PNS coverage is strong across established Papamoa streets but thins out significantly in newer subdivisions, particularly in Papamoa East and areas around Golden Sands and Te Tumu. These are exactly the areas where coverage matters most: new streets in construction zones attract opportunistic theft, and residents who have just moved in do not yet know their neighbours.
Banks has called specifically for volunteers in these newer areas. If you are among the first residents on a new street, forming a Neighbourhood Support group early sets the tone for the entire street as it fills up. The PNS team provides all the resources and support needed. The main requirement is simply a willingness to be the contact point.
PNS makes a pointed observation about social media crime posts: many are exaggerated, based on second-hand information, or posted instead of making an actual police report. Unless an offence is reported through proper channels (111 for emergencies, 105 for non-urgent), police cannot investigate, track patterns, or deploy resources. The PNS fortnightly newsletter contains the official property crime data direct from the police sergeant. Social media posts, no matter how many likes they get, do not count as police reports.
Neighbourhood Support is part of a national organisation that originated from New York City Police in 1977 and reached New Zealand in the 1990s. It was originally called Neighbourhood Watch but rebranded to better reflect the broader community support role.

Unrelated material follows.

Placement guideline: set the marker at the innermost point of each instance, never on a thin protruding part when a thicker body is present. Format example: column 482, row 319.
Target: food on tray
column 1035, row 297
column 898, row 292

In 2001, Neighbourhood Support NZ signed a Memorandum of Understanding with NZ Police, formalising the partnership.
In the Western Bay of Plenty, around 14,500 people are members across Tauranga, Mount Maunganui, Papamoa, and Te Puke. Papamoa's nearly 6,000 member households represent a significant share of the total. The organisation also works with Fire and Emergency NZ and Bay of Plenty Civil Defence, which means the same street group structure used for crime prevention also functions as a communication channel during natural disasters and emergencies.